Tidak berhenti di sana, rangkaian kegiatan yang sudah dilakukan Nadiya, terus berkelanjutan hingga Januari 2024 dengan berbasis riset praktik; membuka ruang-ruang diskursus yang berbeda (di kota-kota terdekat Wongoiri seperti Surakarta, Sragen, dan Boyolali), yang mana selama ini jarang dilakukan tentang hal demikian.

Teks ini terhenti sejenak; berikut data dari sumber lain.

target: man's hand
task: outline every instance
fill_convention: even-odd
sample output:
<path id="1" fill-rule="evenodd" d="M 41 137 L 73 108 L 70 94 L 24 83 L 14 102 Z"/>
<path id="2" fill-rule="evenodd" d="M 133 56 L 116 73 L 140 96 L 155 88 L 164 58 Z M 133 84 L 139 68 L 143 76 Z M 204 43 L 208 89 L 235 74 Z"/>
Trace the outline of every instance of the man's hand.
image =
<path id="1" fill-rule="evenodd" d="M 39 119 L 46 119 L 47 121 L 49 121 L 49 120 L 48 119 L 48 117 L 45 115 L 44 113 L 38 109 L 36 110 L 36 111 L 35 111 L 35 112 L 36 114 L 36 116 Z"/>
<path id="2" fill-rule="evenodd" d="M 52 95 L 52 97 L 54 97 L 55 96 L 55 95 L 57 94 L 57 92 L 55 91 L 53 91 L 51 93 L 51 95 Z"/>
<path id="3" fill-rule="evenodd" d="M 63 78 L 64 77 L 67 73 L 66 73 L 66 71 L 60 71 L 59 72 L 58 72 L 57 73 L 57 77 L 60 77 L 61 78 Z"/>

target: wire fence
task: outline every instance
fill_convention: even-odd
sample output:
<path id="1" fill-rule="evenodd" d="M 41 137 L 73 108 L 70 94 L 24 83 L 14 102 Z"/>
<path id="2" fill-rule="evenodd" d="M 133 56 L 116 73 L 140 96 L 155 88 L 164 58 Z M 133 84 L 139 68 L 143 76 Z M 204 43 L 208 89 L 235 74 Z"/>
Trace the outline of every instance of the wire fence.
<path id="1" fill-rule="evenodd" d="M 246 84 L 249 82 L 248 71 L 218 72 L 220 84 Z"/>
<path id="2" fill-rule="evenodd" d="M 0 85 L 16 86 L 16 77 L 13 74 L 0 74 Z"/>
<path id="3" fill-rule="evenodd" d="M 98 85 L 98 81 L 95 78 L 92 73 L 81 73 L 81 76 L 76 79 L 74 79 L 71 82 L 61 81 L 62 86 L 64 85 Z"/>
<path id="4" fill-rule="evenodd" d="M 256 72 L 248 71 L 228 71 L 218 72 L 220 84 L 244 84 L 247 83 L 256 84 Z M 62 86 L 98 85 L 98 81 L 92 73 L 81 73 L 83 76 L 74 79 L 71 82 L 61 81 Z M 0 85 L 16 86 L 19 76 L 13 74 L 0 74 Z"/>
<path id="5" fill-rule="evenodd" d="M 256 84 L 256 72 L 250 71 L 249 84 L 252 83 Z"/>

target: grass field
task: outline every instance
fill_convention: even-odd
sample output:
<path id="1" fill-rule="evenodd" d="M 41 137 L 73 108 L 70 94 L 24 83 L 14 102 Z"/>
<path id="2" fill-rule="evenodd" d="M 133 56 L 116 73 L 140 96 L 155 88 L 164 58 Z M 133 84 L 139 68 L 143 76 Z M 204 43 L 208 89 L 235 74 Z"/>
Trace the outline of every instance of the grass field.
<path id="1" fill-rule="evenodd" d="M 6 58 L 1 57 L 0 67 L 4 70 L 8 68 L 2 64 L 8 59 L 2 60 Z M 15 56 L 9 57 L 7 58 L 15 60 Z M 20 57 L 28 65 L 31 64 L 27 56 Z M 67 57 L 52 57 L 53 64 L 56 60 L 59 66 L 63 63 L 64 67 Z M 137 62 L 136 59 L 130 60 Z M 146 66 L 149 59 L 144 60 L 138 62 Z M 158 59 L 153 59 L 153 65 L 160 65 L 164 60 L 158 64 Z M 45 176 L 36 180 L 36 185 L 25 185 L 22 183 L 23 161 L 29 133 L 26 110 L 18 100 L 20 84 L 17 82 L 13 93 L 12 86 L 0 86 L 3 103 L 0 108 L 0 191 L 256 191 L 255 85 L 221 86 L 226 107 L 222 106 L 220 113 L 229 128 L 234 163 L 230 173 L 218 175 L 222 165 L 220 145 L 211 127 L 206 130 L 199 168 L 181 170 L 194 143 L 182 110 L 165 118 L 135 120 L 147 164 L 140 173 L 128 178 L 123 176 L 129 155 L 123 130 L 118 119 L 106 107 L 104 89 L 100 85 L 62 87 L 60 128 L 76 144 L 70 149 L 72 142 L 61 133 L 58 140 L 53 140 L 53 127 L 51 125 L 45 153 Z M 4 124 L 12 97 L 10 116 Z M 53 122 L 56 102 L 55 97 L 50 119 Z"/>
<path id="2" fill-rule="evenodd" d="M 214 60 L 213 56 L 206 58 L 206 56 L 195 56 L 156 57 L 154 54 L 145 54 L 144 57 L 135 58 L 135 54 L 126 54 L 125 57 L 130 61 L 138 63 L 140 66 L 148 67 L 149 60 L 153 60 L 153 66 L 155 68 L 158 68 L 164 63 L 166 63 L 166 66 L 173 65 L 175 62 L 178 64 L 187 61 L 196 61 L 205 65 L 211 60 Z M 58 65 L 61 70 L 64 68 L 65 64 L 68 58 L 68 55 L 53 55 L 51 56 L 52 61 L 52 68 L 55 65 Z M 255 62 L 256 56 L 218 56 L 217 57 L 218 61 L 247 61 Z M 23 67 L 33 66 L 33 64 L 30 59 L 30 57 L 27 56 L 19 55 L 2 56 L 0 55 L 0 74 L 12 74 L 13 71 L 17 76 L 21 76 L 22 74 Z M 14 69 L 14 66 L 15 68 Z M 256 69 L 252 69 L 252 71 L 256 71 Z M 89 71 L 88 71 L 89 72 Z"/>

Kegiatan ini pun setelah dua bulan berlangsung, baru mendapatkan Bantuan Pemerintah Stimulan Kegiatan Ekspresi Budaya Tahun 2023, Kemdikbudristek—yang membuat kami jadi mengerti tentang adanya program ini, dan hendak mencobanya atas pengetahuan tersebut di tahun ini untuk memasukkan kontribusi yang relevan dari sosiologi, antropologi, psikologi, dan seni.


Awalnya saya menduga semua biaya produksi yang dikeluarkan merupakan kerja independen olehnya dari berbagai macam sumber yang memberikan dana talangan atau yang disebut Nadiya sebagai kreditur, yang merupakan rekanan pada saat menempuh studi seni di Jawa Timur (Jatim), yaitu di Sekolah Tinggi Kesenian Wilwatikta (STKW) Surabaya, yang kini dirinya menempuh studi magister di Institut Seni Indonesia (ISI) Surakarta. Saya nggak ngeh ada logo Kemdikbudristek di banner pinggir jalan (tepat) depan gang sebelum menuju kediamannya, menyebabkan jejaring kerjanya tidak lain adalah para pekerja seni Jatim—yang diaplikasikan di tempat dia tinggal kini, yaitu area kami dari kecil, yaitu Jawa Tengah (Jateng).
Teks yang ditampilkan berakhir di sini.